That includes research on varieties that fit consumer preferences for flavor, size, consistency and availability.
Although he didn’t mention the recent tomato suspension agreement that sets higher floor prices for Mexican tomatoes entering the U.S. — including a specific category for protected culture — De La Cruz’s comments highlight the shift to greenhouse- and shadehouse-grown tomatoes in Mexico.
Field-grown tomatoes have seen a 68% erosion in market share in less than a decade, and those gassed green tomatoes won’t be getting that market back, he said.
Look for more protected culture items in the produce department, including personal watermelons, leafy greens and berries ... and yes, even onions, at some point.
De La Cruz also spoke briefly about Wal-Mart, which recently announced several initiatives involving fresh produce suppliers. The company is focusing on a “100% money-back guarantee” for fresh produce satisfaction, is shifting 80% of fruit and vegetable purchases to a direct-buy model and is requiring all suppliers to establish the Produce Traceability Initiative at their companies.
Suppliers are no doubt scrambling to find out where they are in the PTI process, and companies that continue to sell to Wal-Mart must look at this as a learning process.
“If you deal with Wal-Mart as a supplier successfully, it will make you a better company,” he said. “The question is, do you leverage those best practices with your other customers?
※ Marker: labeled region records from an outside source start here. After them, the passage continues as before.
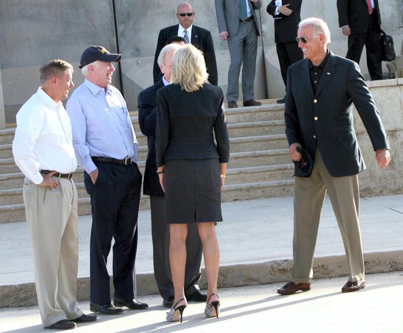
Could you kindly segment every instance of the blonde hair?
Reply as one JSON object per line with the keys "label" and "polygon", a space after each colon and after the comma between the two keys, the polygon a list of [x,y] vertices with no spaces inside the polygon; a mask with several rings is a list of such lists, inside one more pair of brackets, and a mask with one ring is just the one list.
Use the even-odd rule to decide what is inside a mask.
{"label": "blonde hair", "polygon": [[196,47],[187,44],[175,52],[171,83],[177,84],[190,93],[200,89],[208,77],[203,54]]}

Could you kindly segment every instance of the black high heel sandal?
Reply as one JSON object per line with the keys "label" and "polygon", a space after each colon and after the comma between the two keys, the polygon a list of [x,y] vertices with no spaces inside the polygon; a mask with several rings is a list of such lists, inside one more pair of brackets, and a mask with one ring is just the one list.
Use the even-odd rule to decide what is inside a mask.
{"label": "black high heel sandal", "polygon": [[[181,298],[176,302],[175,305],[178,304],[184,299],[184,298]],[[169,312],[167,312],[167,321],[179,321],[179,318],[180,318],[180,322],[182,322],[183,310],[186,305],[179,305],[177,307],[175,307],[175,305],[172,305]]]}
{"label": "black high heel sandal", "polygon": [[218,298],[218,295],[216,294],[212,294],[209,299],[207,300],[207,303],[206,303],[206,308],[205,309],[205,314],[206,317],[211,318],[212,317],[217,317],[218,318],[218,315],[220,314],[220,300],[214,301],[211,302],[211,304],[209,304],[209,301],[210,300],[211,296],[215,295]]}

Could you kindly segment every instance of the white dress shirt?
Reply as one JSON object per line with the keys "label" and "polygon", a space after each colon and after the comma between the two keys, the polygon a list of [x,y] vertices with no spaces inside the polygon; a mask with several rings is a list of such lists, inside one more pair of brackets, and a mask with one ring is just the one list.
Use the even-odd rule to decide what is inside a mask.
{"label": "white dress shirt", "polygon": [[179,24],[179,27],[178,28],[178,36],[180,37],[183,37],[185,38],[185,34],[183,32],[185,30],[187,31],[187,36],[189,37],[189,43],[191,43],[192,42],[192,28],[193,28],[193,24],[192,24],[189,28],[187,29],[185,29],[181,25],[180,25],[180,23]]}
{"label": "white dress shirt", "polygon": [[13,154],[18,168],[34,183],[43,181],[40,170],[61,174],[77,168],[70,118],[39,87],[17,114]]}

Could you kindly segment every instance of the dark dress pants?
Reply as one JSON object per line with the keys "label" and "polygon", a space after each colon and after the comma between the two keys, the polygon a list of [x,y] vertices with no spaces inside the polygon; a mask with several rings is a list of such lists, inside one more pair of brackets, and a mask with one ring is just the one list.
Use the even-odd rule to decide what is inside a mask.
{"label": "dark dress pants", "polygon": [[284,81],[284,85],[287,87],[287,71],[288,67],[297,61],[302,60],[304,58],[304,55],[302,53],[302,50],[298,47],[297,41],[288,43],[277,42],[276,43],[276,48],[279,57],[279,62],[280,64],[281,76]]}
{"label": "dark dress pants", "polygon": [[349,36],[349,50],[346,57],[360,63],[364,45],[367,50],[367,65],[371,79],[381,80],[381,31],[375,10],[371,15],[368,31],[363,34],[351,34]]}
{"label": "dark dress pants", "polygon": [[112,237],[114,297],[131,299],[136,293],[135,262],[137,250],[137,217],[142,175],[137,164],[96,162],[95,184],[84,173],[91,196],[92,227],[90,240],[90,300],[110,302],[109,275],[106,268]]}
{"label": "dark dress pants", "polygon": [[[174,296],[173,284],[169,264],[169,225],[165,223],[164,197],[151,196],[151,232],[153,237],[154,275],[160,294],[164,299]],[[202,276],[200,265],[203,248],[197,223],[187,224],[185,268],[185,294],[199,290],[197,284]]]}

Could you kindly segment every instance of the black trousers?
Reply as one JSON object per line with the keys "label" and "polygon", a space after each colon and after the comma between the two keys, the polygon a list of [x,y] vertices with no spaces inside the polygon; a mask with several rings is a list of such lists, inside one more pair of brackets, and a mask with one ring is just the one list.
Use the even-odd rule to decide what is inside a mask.
{"label": "black trousers", "polygon": [[374,10],[371,15],[368,30],[363,34],[351,34],[349,36],[349,50],[346,57],[360,63],[361,53],[365,45],[367,50],[367,65],[371,79],[381,80],[381,31],[378,17]]}
{"label": "black trousers", "polygon": [[302,53],[302,50],[298,47],[297,41],[288,43],[278,41],[276,43],[276,48],[279,57],[279,62],[280,64],[281,76],[287,88],[287,71],[288,67],[295,62],[302,60],[304,58],[304,55]]}
{"label": "black trousers", "polygon": [[110,302],[109,275],[106,268],[112,237],[114,296],[131,299],[136,294],[135,262],[137,251],[137,218],[142,174],[137,164],[96,162],[95,184],[84,173],[84,183],[91,196],[92,227],[90,240],[90,300]]}
{"label": "black trousers", "polygon": [[[151,233],[154,276],[158,290],[163,298],[174,296],[173,284],[169,264],[169,225],[165,222],[165,202],[164,197],[151,196]],[[199,290],[202,277],[200,265],[203,248],[197,223],[187,224],[186,240],[186,266],[184,289],[186,295]]]}

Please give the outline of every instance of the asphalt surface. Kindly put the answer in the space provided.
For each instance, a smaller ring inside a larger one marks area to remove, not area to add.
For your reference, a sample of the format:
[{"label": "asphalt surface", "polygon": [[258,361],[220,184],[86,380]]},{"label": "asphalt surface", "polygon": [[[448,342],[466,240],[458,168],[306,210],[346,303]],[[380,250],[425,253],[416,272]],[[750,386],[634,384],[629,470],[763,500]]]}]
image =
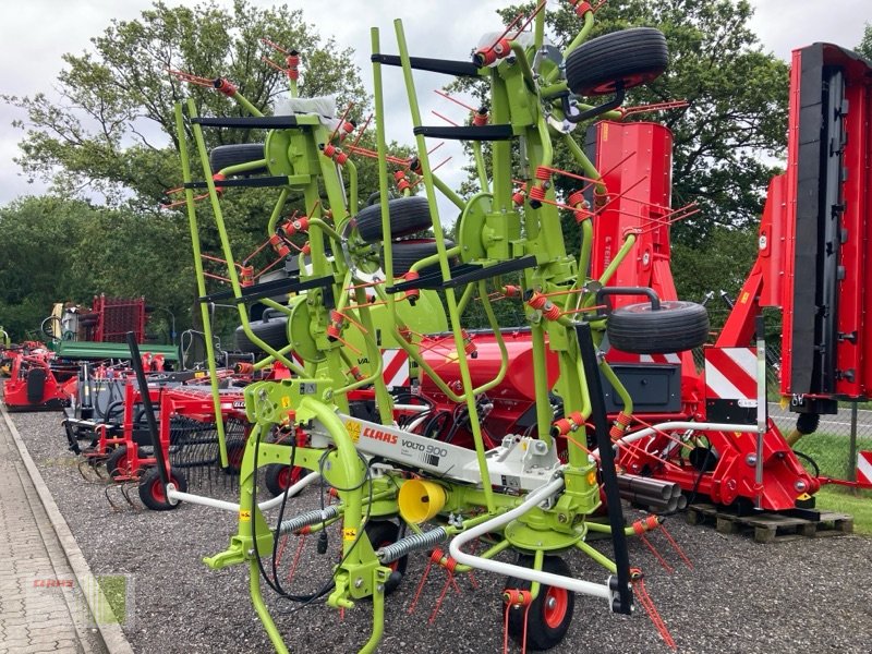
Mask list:
[{"label": "asphalt surface", "polygon": [[[174,511],[113,510],[99,481],[86,482],[65,448],[60,414],[14,415],[22,437],[94,572],[126,573],[135,581],[135,620],[125,633],[136,652],[264,652],[272,647],[252,608],[246,570],[208,569],[202,559],[222,550],[235,531],[233,513],[184,505]],[[228,480],[214,475],[209,491],[237,499]],[[110,489],[109,493],[118,493]],[[132,494],[135,496],[135,491]],[[113,495],[120,499],[120,495]],[[318,506],[317,488],[293,500],[289,513]],[[275,517],[271,518],[275,520]],[[646,574],[647,592],[682,653],[795,654],[872,651],[872,540],[860,536],[803,538],[759,545],[749,537],[667,521],[687,553],[688,568],[662,533],[650,542],[674,567],[665,570],[639,540],[630,556]],[[315,552],[308,537],[288,582],[300,540],[291,538],[279,566],[292,592],[319,588],[329,578],[339,544]],[[607,550],[607,543],[597,547]],[[580,555],[568,557],[577,577],[604,581],[605,573]],[[426,567],[411,558],[400,589],[388,598],[379,652],[498,653],[502,651],[500,591],[504,579],[476,573],[445,588],[441,569],[431,571],[409,613]],[[268,589],[265,594],[269,594]],[[360,603],[343,616],[323,604],[300,608],[270,595],[268,605],[291,651],[355,652],[370,633],[370,610]],[[510,644],[509,651],[519,652]],[[633,654],[670,652],[645,611],[610,615],[603,601],[579,596],[566,640],[554,652]]]}]

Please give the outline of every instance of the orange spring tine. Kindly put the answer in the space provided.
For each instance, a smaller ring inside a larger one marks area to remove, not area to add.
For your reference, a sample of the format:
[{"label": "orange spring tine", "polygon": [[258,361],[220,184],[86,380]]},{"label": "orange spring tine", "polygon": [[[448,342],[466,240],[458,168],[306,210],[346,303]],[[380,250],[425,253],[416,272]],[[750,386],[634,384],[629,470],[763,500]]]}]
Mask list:
[{"label": "orange spring tine", "polygon": [[358,137],[354,138],[354,143],[352,143],[351,146],[349,146],[349,149],[351,149],[352,146],[356,146],[358,145],[358,142],[360,142],[361,137],[363,136],[363,133],[366,131],[366,128],[370,126],[370,121],[371,120],[373,120],[373,114],[372,113],[366,117],[365,121],[363,121],[363,125],[358,130]]}]

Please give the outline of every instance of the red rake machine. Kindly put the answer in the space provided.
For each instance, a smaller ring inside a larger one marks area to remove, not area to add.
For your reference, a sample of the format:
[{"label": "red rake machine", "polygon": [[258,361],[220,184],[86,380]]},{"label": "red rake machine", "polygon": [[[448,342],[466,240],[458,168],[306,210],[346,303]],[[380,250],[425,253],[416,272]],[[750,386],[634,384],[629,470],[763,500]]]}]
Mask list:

If you don’t, you’ve lost the benefit of the advantage you should gain as having Wal-Mart as a customer.”
Wal-Mart supplier or not, companies must prepare for PTI compliance, even though it is a voluntary program.
“It will become a barrier to business if you don’t have that in place,” De La Cruz said.
He’s right. At some point, companies that cling to the notion that PTI is not mandatory will find they’re losing retail customers.